Plaintiffs’ derivative claims alleged that the company’s directors breached their fiduciary duties in connection with a $1.6 billion sale of Outerwall Inc., the owner of Redbox. Among other things, the suit claimed that Outerwall’s directors were motivated to take less than full value after a sizeable stockholder threatened a proxy fight to remove board members if they opposed a quick sale.
The Court ruled that plaintiff failed to adequately show the defendants were conflicted in pursuing the transaction. Vice Chancellor Zurn held that an exculpatory provision in Outerwall’s certificate of incorporation “bars any claims for monetary damages against the director defendants for duty of care violations committed in their capacities as directors.” Slip op. at 2.

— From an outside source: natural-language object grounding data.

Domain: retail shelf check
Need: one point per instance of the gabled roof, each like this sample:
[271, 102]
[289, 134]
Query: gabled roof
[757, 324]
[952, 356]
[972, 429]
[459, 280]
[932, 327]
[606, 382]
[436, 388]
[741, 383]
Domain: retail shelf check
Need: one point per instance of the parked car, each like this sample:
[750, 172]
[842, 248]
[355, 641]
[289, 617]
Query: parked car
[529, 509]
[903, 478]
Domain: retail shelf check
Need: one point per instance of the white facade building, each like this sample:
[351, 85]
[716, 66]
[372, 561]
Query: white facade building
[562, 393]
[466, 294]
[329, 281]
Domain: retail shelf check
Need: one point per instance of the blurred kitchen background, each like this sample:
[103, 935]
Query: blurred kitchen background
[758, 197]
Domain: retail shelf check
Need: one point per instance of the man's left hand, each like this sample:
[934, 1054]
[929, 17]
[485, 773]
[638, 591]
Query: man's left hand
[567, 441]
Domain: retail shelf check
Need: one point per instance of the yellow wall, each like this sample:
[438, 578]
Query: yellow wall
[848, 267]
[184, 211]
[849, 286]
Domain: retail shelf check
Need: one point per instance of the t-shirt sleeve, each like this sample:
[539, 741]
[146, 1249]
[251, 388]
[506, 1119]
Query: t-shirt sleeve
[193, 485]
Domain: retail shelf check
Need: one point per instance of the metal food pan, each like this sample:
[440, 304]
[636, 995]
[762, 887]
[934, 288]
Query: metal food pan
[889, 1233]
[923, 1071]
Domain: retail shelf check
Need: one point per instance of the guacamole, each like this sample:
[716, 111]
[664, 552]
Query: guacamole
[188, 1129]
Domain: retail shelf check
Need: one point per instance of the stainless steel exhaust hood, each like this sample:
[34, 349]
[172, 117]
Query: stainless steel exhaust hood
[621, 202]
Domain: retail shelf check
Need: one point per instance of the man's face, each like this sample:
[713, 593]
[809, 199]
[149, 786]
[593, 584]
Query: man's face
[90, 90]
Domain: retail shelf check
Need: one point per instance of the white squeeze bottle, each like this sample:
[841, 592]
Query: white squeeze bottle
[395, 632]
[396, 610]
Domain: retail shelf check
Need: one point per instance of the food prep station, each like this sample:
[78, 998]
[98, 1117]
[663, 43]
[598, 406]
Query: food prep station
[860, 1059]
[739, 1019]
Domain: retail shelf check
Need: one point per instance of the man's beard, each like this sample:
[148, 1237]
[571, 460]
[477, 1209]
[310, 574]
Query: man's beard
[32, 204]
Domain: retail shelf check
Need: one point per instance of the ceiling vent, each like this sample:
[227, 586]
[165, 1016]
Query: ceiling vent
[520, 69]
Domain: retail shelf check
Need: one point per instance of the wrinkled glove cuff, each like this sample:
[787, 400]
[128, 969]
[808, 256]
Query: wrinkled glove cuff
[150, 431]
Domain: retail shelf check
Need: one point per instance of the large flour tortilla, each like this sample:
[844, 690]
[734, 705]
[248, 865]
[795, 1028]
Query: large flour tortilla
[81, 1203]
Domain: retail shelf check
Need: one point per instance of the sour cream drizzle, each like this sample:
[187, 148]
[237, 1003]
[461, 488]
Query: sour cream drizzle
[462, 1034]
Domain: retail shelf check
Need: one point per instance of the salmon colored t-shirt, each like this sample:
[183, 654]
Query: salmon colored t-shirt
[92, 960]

The Court utilized an “enhanced scrutiny” of the acquisition under the Revlon standard, which is an intermediate review standard, established in Revlon v. MacAndrews & Forbes Holdings, Inc., 506 A.2d 173 (Del. 1986). The standard falls between the business judgment review and the “entire fairness” standard.
The Court held that even under Revlon scrutiny, which is less friendly to a company’s directors then the business judgment rule, exculpatory charter provisions nonetheless shield directors from liability because the suit’s claims were “based only on duty of care violations.” Slip op. at 17. In light of the exculpatory provision, plaintiffs were required to file a non-exculpated claim, which the Court found they failed to do.
This decision demonstrates the significance of an exculpatory provision in a company’s corporate charter. As reflected herein, even claims subject to the less business-friendly Revlon standard may be subject to dismissal for breach of the fiduciary duty of care.